Introduits dans le repaire de Malk, après une ascension vertigineuse et accablante (Quenäl n'a pas hésité à faire jeter les démons-soldats du haut de la falaise s'ils n'étaient pas promptes à libérer le passage). La belle est présentée au seigneur démoniaque encore dotée de ses liens. Décoiffée, mais conservant une tenue bien droite.
Une
robe légère, au brocard léger et à la soie immaculée couvre délicatement son corps, libérant ses épaules menues et dessinant le haut de sa poitrine bien proportionné. La coupe de cet habit lui confère des airs angéliques, ainsi que sa chevelure charbonneuse traversée d'un diadème modeste aux perles brillantes.
En tous les cas, Malk le Puissant était bien mal parti pour s'arroger les faveurs de l'enchanteresse.

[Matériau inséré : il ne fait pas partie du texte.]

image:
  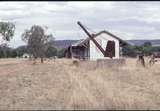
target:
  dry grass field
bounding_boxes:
[0,59,160,110]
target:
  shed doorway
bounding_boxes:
[105,40,115,58]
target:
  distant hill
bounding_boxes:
[55,39,160,48]
[126,39,160,46]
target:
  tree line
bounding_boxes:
[122,42,160,57]
[0,22,64,63]
[0,22,160,63]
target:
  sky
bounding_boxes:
[0,1,160,47]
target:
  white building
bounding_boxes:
[65,30,128,60]
[22,53,29,58]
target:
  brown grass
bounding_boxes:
[0,58,160,110]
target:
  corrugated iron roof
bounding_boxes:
[72,30,129,46]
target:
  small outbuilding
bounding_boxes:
[22,53,30,58]
[65,30,128,60]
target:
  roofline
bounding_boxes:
[72,30,131,46]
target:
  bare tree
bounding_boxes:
[22,25,54,63]
[0,22,15,57]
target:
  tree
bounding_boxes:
[46,46,57,57]
[0,22,15,57]
[57,49,65,58]
[22,25,53,63]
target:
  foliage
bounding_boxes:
[57,49,65,58]
[0,22,15,41]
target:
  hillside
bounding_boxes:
[55,39,160,48]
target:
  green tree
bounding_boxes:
[0,22,15,57]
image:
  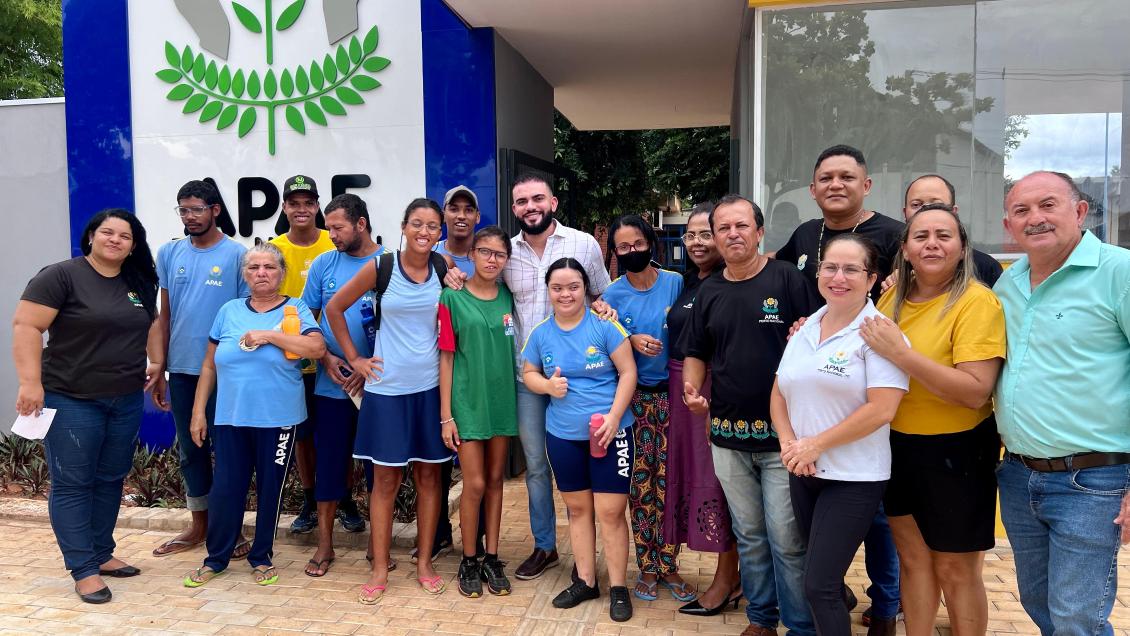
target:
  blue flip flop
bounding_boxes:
[632,574,659,601]
[659,577,698,603]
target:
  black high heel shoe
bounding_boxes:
[679,590,741,616]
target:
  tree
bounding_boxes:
[643,127,730,204]
[554,112,654,226]
[0,0,63,99]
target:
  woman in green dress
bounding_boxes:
[438,226,518,599]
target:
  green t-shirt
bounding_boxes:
[438,285,518,439]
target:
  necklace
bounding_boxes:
[816,209,867,262]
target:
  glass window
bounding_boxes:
[974,0,1130,252]
[744,0,1130,254]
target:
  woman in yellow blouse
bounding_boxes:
[861,203,1005,636]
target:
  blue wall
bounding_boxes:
[420,0,498,226]
[62,0,497,447]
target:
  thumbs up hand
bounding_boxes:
[683,382,710,416]
[548,367,568,399]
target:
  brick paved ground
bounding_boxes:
[0,480,1130,636]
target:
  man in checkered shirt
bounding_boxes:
[446,173,616,581]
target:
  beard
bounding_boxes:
[515,210,554,236]
[184,217,216,236]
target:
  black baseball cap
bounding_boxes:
[283,174,318,201]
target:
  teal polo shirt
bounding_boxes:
[993,232,1130,458]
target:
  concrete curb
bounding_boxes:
[0,482,463,549]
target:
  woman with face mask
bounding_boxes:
[603,215,696,602]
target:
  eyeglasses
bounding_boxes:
[616,238,651,255]
[817,262,871,280]
[173,206,211,217]
[681,229,714,245]
[408,220,440,234]
[475,247,510,263]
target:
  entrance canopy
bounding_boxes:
[446,0,747,130]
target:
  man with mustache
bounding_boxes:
[445,173,616,581]
[271,174,365,534]
[153,181,251,558]
[679,194,820,636]
[993,172,1130,634]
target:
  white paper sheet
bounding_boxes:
[11,409,55,439]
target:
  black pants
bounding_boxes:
[789,474,887,636]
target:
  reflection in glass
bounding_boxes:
[974,0,1130,252]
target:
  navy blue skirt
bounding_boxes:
[354,386,453,467]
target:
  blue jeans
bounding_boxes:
[711,446,816,636]
[997,456,1130,636]
[518,382,557,551]
[863,503,899,618]
[168,373,216,512]
[44,391,144,581]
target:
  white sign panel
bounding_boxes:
[129,0,425,250]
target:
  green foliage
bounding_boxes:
[0,435,51,496]
[643,127,730,207]
[0,0,63,99]
[155,25,391,155]
[125,444,184,508]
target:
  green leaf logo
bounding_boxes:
[154,11,391,155]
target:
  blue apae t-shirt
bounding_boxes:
[365,252,443,395]
[208,297,320,428]
[522,311,633,441]
[601,269,683,386]
[302,245,384,400]
[157,236,251,375]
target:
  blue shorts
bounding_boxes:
[354,386,454,467]
[294,373,318,442]
[546,427,635,495]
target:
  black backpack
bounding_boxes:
[373,250,447,330]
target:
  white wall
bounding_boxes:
[0,99,70,433]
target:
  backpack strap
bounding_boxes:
[373,251,396,331]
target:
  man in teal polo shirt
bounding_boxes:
[993,172,1130,635]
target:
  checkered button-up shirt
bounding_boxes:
[502,221,611,377]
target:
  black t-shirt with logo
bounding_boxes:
[20,256,151,400]
[973,250,1005,289]
[776,212,904,305]
[667,269,722,363]
[668,259,820,452]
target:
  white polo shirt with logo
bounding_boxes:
[777,299,910,481]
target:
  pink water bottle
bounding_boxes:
[589,413,608,459]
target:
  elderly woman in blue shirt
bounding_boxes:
[184,243,325,587]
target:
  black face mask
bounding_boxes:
[616,251,651,273]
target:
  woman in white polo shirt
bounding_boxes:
[770,234,909,636]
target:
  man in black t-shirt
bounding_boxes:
[774,146,903,299]
[679,194,820,636]
[903,174,1005,289]
[775,146,905,634]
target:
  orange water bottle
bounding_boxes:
[283,305,302,360]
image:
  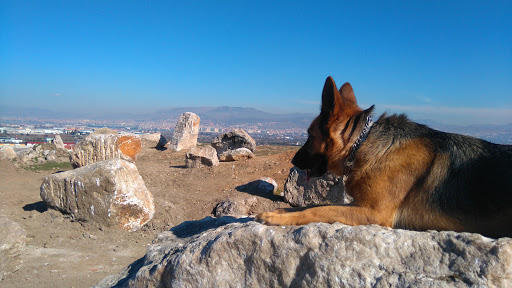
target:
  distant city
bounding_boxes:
[0,107,512,146]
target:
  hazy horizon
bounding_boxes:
[0,0,512,125]
[0,104,512,127]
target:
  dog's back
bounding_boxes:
[368,115,512,236]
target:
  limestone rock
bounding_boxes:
[284,167,352,207]
[95,217,512,288]
[212,129,256,155]
[70,134,142,168]
[41,159,155,231]
[185,146,219,168]
[213,196,258,218]
[169,112,200,151]
[16,143,70,166]
[140,133,167,149]
[52,135,66,150]
[0,146,16,160]
[0,216,26,280]
[219,148,254,162]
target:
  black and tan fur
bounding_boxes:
[257,77,512,237]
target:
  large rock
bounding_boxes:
[140,132,167,149]
[41,159,155,231]
[284,167,352,207]
[52,135,66,150]
[0,216,27,280]
[219,148,254,162]
[0,146,16,160]
[169,112,201,151]
[185,146,219,168]
[15,143,70,167]
[212,129,256,155]
[213,196,258,218]
[96,217,512,287]
[70,134,142,168]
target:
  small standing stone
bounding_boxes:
[169,112,201,151]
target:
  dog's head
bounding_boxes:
[292,76,373,178]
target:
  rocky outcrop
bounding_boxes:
[41,159,155,231]
[95,217,512,287]
[212,129,256,156]
[140,133,167,149]
[0,216,26,280]
[219,148,254,162]
[169,112,200,151]
[213,196,258,218]
[52,135,66,150]
[70,134,142,168]
[15,143,69,167]
[185,146,219,168]
[0,146,17,160]
[284,167,352,207]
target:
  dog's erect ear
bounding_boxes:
[321,76,342,116]
[340,82,357,108]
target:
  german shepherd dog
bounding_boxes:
[256,77,512,237]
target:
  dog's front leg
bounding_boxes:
[256,205,393,227]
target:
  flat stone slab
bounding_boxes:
[95,217,512,288]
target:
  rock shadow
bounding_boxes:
[23,201,48,213]
[169,216,254,238]
[169,165,188,169]
[235,179,284,202]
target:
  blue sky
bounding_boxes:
[0,0,512,124]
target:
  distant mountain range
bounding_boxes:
[0,106,316,129]
[0,106,512,144]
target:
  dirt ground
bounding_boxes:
[0,146,297,287]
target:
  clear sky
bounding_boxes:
[0,0,512,124]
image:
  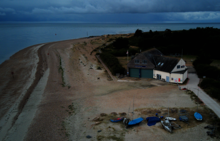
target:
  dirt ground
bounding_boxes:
[0,35,217,141]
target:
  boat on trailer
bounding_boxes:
[128,117,144,126]
[194,112,202,121]
[161,120,173,133]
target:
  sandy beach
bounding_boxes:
[0,34,218,141]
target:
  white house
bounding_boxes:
[153,56,188,83]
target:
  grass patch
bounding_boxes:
[59,56,66,87]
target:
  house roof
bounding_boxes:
[154,56,180,72]
[127,48,180,73]
[172,69,188,74]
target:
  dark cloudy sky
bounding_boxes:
[0,0,220,23]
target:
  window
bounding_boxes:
[142,60,147,64]
[134,60,139,64]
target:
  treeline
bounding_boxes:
[100,53,126,75]
[193,54,220,100]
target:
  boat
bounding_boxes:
[161,120,173,133]
[128,117,144,126]
[165,117,176,120]
[110,117,124,122]
[194,112,202,121]
[179,115,189,122]
[146,117,160,126]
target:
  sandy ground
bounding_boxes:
[0,35,218,141]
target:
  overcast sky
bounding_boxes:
[0,0,220,23]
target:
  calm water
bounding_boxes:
[0,23,220,63]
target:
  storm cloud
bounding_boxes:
[0,0,220,21]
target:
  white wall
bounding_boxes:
[153,70,170,81]
[170,73,183,83]
[183,70,188,82]
[171,59,187,72]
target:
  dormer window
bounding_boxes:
[134,59,139,64]
[142,60,147,64]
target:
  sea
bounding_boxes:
[0,23,220,64]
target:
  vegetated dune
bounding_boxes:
[0,35,217,140]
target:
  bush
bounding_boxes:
[113,37,129,49]
[100,53,125,75]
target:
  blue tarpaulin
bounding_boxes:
[146,117,160,126]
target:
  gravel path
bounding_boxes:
[181,73,220,117]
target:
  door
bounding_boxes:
[129,68,139,78]
[166,76,170,82]
[157,74,161,80]
[141,69,153,78]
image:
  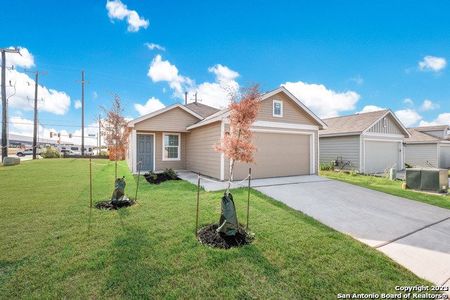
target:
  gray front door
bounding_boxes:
[136,134,154,171]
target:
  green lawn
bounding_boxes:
[0,159,428,299]
[320,171,450,209]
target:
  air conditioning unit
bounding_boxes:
[406,168,448,193]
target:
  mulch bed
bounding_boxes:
[95,200,136,210]
[198,224,253,249]
[144,173,181,184]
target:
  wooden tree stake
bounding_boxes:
[195,173,200,236]
[89,157,92,208]
[134,161,142,202]
[245,168,252,230]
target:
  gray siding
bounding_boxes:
[319,135,360,169]
[368,115,403,134]
[405,144,438,167]
[439,145,450,169]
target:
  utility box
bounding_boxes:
[406,168,448,193]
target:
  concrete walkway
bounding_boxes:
[254,176,450,286]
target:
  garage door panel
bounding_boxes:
[232,132,310,180]
[364,141,403,174]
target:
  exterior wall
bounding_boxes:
[320,135,360,170]
[257,92,317,125]
[134,130,188,171]
[134,108,199,132]
[368,115,403,135]
[186,122,221,178]
[439,144,450,169]
[360,134,405,173]
[422,130,447,139]
[405,144,439,167]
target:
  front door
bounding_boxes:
[136,134,155,171]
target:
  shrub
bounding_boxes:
[320,162,334,171]
[40,147,61,158]
[163,169,178,180]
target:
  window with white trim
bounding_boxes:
[163,133,180,160]
[272,100,283,117]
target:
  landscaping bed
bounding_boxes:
[198,224,253,249]
[144,169,181,184]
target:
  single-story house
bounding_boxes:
[320,110,410,174]
[127,87,326,180]
[405,125,450,169]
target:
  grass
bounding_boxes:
[320,171,450,209]
[0,159,429,299]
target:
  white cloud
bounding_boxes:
[145,43,166,51]
[419,55,447,72]
[73,100,81,109]
[147,54,239,108]
[350,75,364,85]
[419,113,450,126]
[134,97,165,116]
[0,70,70,115]
[358,105,386,113]
[6,47,35,69]
[420,99,439,111]
[282,81,360,118]
[403,98,414,106]
[147,54,192,97]
[395,108,422,127]
[106,0,149,32]
[5,115,98,146]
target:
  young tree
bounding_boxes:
[101,95,130,166]
[215,85,261,235]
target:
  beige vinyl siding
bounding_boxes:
[405,144,438,167]
[439,144,450,169]
[186,122,221,178]
[257,92,317,125]
[421,130,447,139]
[319,135,360,170]
[368,115,403,134]
[134,107,199,132]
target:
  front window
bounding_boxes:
[163,133,180,160]
[272,100,283,117]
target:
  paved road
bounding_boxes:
[252,176,450,286]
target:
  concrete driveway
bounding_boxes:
[252,176,450,286]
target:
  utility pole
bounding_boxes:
[33,71,39,159]
[0,48,20,161]
[98,115,102,155]
[81,71,84,156]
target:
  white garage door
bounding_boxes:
[230,132,311,180]
[439,145,450,169]
[364,141,403,174]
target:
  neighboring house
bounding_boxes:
[405,125,450,169]
[127,87,326,180]
[320,110,410,174]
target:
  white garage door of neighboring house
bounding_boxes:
[364,141,403,174]
[439,145,450,169]
[230,132,311,180]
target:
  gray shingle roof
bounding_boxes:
[320,110,388,135]
[185,102,219,118]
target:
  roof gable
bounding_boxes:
[128,103,204,127]
[320,109,410,137]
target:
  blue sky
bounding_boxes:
[0,0,450,143]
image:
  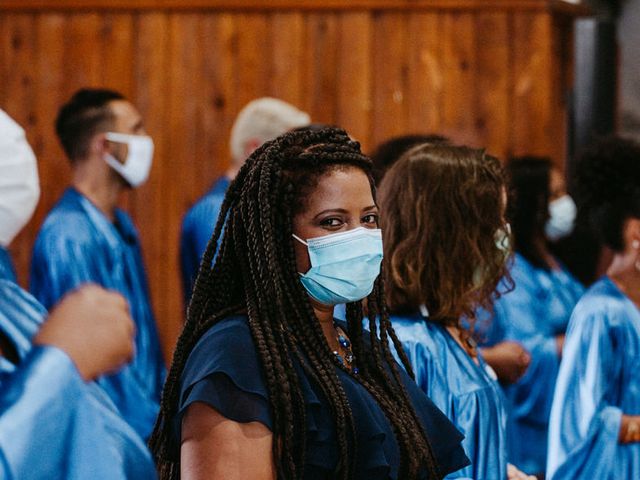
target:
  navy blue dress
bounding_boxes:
[173,316,469,480]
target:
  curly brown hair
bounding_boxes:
[150,128,442,480]
[378,145,507,326]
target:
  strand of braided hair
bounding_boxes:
[150,128,440,479]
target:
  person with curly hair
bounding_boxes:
[151,128,468,480]
[547,137,640,480]
[477,157,584,477]
[379,144,527,480]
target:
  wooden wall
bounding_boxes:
[0,0,580,360]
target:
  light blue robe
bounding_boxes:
[391,315,507,480]
[0,246,16,282]
[478,254,584,474]
[31,189,165,438]
[547,277,640,480]
[180,177,231,305]
[0,280,156,480]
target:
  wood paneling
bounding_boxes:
[0,0,582,362]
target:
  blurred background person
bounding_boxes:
[152,128,468,480]
[477,157,584,477]
[30,89,165,438]
[180,97,310,306]
[378,144,527,480]
[0,110,155,480]
[547,138,640,480]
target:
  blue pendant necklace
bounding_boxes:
[333,322,358,375]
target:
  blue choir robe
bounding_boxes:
[391,315,507,480]
[478,254,584,474]
[0,280,156,480]
[180,176,231,305]
[547,277,640,480]
[0,246,16,282]
[31,189,165,438]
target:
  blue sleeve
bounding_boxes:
[547,311,625,480]
[30,232,104,309]
[0,245,16,283]
[0,347,84,479]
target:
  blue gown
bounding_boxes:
[0,246,16,282]
[547,277,640,480]
[180,176,231,305]
[172,316,469,480]
[391,314,507,480]
[478,254,584,474]
[31,189,165,438]
[0,280,156,480]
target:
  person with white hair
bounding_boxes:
[0,110,156,480]
[180,97,311,305]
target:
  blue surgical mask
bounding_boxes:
[293,227,382,305]
[545,195,578,242]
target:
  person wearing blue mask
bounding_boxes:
[0,110,156,480]
[180,97,311,306]
[547,137,640,480]
[477,157,584,476]
[150,128,468,480]
[30,89,165,438]
[379,144,527,480]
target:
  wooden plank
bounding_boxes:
[201,13,239,183]
[269,12,305,106]
[133,12,176,361]
[64,13,103,97]
[235,13,271,108]
[0,14,41,285]
[372,13,413,144]
[441,13,482,146]
[510,13,556,155]
[0,0,590,16]
[476,13,512,160]
[336,12,373,151]
[303,13,339,124]
[31,13,71,258]
[407,13,445,139]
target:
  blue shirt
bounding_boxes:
[180,177,231,305]
[0,280,156,480]
[31,189,165,438]
[547,277,640,480]
[391,314,507,480]
[478,254,584,474]
[0,246,16,282]
[173,316,468,480]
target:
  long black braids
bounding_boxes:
[150,128,440,479]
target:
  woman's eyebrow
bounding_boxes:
[313,208,349,218]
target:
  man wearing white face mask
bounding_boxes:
[31,89,165,438]
[0,110,40,281]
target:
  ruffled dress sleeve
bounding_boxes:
[174,317,272,444]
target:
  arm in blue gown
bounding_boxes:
[547,288,640,480]
[0,245,16,282]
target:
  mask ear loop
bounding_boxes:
[291,233,309,247]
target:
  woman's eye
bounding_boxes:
[320,217,342,227]
[362,213,378,225]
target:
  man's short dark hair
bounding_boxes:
[56,88,125,163]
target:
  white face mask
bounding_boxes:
[104,132,153,188]
[0,110,40,247]
[544,195,578,242]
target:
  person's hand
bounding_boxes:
[482,341,531,384]
[34,285,135,381]
[507,463,537,480]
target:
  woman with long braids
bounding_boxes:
[547,138,640,480]
[379,144,528,480]
[151,128,468,480]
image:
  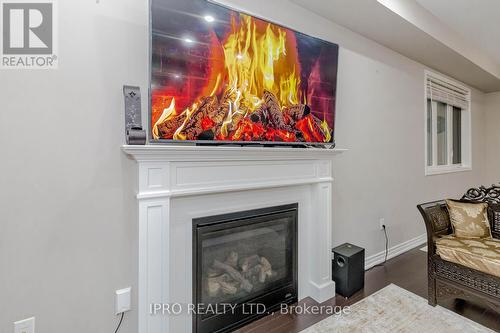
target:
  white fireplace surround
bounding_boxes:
[122,145,342,333]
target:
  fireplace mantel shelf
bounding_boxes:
[122,145,347,162]
[121,141,345,333]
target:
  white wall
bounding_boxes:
[219,0,485,270]
[0,0,148,333]
[485,92,500,185]
[0,0,492,333]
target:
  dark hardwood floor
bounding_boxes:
[236,246,500,333]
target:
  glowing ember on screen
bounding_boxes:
[151,0,338,143]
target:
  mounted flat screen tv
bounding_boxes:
[150,0,338,145]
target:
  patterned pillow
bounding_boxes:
[488,204,500,233]
[446,200,491,238]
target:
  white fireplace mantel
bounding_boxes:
[122,145,344,333]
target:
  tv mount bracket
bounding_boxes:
[123,85,146,145]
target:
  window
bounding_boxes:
[425,72,471,175]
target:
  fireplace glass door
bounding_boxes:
[193,205,297,332]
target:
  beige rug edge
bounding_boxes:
[301,284,494,333]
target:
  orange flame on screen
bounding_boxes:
[152,14,331,142]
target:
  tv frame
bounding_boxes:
[147,0,340,149]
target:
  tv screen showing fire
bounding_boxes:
[150,0,338,144]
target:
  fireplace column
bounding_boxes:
[122,145,342,333]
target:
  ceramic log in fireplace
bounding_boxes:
[193,204,298,333]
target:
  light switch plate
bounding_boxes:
[14,317,35,333]
[115,287,132,314]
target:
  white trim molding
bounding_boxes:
[122,145,344,333]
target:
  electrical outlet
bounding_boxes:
[378,217,386,230]
[115,287,132,314]
[14,317,35,333]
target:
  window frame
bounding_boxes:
[424,70,472,176]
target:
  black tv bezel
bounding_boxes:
[147,0,340,148]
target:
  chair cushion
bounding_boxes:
[488,204,500,238]
[436,235,500,277]
[446,200,491,238]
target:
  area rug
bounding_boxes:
[302,284,494,333]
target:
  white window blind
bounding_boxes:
[425,71,472,175]
[427,76,470,110]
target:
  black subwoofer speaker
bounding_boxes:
[332,243,365,297]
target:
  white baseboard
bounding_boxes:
[365,234,427,270]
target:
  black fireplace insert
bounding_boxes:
[193,204,298,333]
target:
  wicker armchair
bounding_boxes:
[417,186,500,311]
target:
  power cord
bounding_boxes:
[366,224,389,272]
[115,312,125,333]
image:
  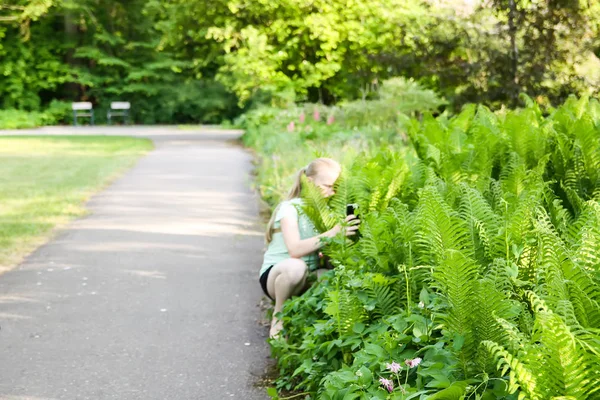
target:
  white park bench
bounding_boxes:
[106,101,131,125]
[71,101,94,125]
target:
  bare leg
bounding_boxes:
[267,258,308,338]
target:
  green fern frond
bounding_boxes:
[325,289,365,336]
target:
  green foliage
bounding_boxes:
[0,0,600,122]
[246,98,600,400]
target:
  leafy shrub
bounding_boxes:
[249,98,600,400]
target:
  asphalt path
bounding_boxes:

Kidnappée au sein de sa forteresse, traînée dans les landes dévastées sous les yeux de créatures qui la respectaient et la craignaient ! L'outrage est important et la fureur de la magicienne tenace à l'égard de celui qui dirige Souffle-Mort.
« Que me veux-tu, inconnu ? » demande-t-elle sur un ton exigeant, mettant l'emphase sur l'inconnu, espérant également frapper l'orgueil du démon soi-disant puissant, mais dont elle ignore le nom.
La rancoeur est perceptible. Quenäl tire sèchement sur les attaches argentées, pour lui remémorer sa place. Geignant de douleur, la brunette se mord la lèvre inférieure, brûlée par le métal sacré.